[inductor] fix dynamic size array(vla) build error on msvc v4 (#134221)
MSVC don't support dynamic array.
Ref: https://stackoverflow.com/questions/56555406/creating-dynamic-sized-array-using-msvc-c-compiler
We tried to solutions:
1. use std::vector to instead of it in previous PR: https://github.com/pytorch/pytorch/pull/134140, but it changed variable's type and failed at UTs.
2. Use `std::unique_ptr` to instead of it in PR: https://github.com/pytorch/pytorch/pull/134156, @jansel reviewed and give comments: https://github.com/pytorch/pytorch/pull/134156#pullrequestreview-2253091693. It is make sense, allocation memory maybe make code run slower.
3. Use fixed size array to instead of it in PR: https://github.com/pytorch/pytorch/pull/134210, fixed size is hard to process the situlation, reserved size if small than CPU number.

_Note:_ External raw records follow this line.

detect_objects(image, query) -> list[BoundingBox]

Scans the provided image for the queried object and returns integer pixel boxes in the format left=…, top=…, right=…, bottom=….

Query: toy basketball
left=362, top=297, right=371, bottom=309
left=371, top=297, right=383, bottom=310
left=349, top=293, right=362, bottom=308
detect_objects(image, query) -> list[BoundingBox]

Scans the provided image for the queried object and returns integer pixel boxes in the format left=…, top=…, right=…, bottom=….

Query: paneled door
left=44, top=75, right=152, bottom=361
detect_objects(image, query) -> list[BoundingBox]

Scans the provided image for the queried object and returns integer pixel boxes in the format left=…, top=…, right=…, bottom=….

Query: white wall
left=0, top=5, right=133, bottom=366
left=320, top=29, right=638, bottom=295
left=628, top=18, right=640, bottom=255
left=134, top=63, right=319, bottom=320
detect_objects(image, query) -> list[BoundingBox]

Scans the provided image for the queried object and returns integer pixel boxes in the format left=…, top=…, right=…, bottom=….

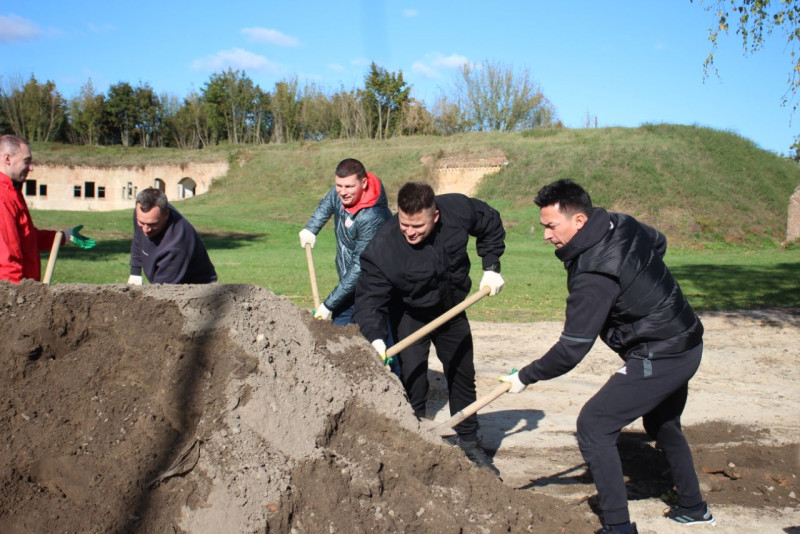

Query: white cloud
left=242, top=28, right=300, bottom=47
left=0, top=15, right=42, bottom=43
left=192, top=48, right=280, bottom=74
left=432, top=54, right=469, bottom=69
left=411, top=61, right=442, bottom=80
left=89, top=23, right=117, bottom=33
left=411, top=52, right=473, bottom=80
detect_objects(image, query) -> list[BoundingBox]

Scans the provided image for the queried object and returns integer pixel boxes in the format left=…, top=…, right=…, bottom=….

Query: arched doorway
left=178, top=177, right=197, bottom=198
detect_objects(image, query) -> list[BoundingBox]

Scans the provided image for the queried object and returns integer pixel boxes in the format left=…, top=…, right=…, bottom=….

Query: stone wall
left=434, top=157, right=508, bottom=196
left=23, top=162, right=228, bottom=211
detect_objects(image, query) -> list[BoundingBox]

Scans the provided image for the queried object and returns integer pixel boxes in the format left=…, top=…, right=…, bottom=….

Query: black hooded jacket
left=519, top=208, right=703, bottom=384
left=353, top=194, right=506, bottom=341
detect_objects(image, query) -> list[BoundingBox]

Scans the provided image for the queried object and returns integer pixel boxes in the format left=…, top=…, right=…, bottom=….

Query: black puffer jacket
left=354, top=194, right=505, bottom=341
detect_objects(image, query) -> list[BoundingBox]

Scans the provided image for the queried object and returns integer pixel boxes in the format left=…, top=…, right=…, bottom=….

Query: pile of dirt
left=0, top=282, right=594, bottom=534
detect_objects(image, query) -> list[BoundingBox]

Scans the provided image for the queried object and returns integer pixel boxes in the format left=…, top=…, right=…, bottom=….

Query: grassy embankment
left=28, top=125, right=800, bottom=321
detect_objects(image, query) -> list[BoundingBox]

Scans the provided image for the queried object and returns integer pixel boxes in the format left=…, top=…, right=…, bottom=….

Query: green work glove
left=64, top=224, right=97, bottom=249
left=498, top=369, right=528, bottom=393
left=372, top=339, right=394, bottom=365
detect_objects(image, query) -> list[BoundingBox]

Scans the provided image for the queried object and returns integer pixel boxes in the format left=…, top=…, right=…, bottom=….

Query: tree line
left=0, top=61, right=560, bottom=149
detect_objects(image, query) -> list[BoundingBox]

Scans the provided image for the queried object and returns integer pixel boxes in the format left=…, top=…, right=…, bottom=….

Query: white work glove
left=300, top=228, right=317, bottom=248
left=312, top=304, right=331, bottom=319
left=372, top=339, right=394, bottom=365
left=480, top=271, right=505, bottom=296
left=497, top=369, right=528, bottom=393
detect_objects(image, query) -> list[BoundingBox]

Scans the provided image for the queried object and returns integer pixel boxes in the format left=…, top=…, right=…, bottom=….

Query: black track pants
left=578, top=344, right=703, bottom=524
left=397, top=313, right=478, bottom=439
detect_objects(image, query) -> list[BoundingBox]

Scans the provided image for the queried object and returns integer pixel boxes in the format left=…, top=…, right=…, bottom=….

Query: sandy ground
left=0, top=282, right=800, bottom=534
left=428, top=309, right=800, bottom=534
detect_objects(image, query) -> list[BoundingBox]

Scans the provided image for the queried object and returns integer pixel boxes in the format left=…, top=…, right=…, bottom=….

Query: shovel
left=386, top=286, right=492, bottom=361
left=42, top=232, right=64, bottom=285
left=423, top=382, right=511, bottom=436
left=306, top=244, right=319, bottom=310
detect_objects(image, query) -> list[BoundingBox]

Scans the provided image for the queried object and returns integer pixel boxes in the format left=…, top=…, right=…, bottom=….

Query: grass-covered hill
left=33, top=125, right=800, bottom=321
left=34, top=125, right=800, bottom=247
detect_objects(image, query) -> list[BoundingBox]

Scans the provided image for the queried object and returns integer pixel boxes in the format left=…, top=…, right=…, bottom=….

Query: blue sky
left=0, top=0, right=800, bottom=154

> a. Use min() function limited is local test failed: https://github.com/pytorch/pytorch/pull/134210#issuecomment-2304447729
> b. Dynamic select fixed size or dynamic array: https://github.com/pytorch/pytorch/pull/134210#issuecomment-2304128666 . It makes code too complex to maintains.
Discussed with origin PR(https://github.com/pytorch/pytorch/pull/115620) author @zhuhaozhe, we think:
1. MSVC it the only one compiler, which not support VLA.
2. MSVC it worse performance than other compilers, use `std::unique_ptr` for MSVC and make it works.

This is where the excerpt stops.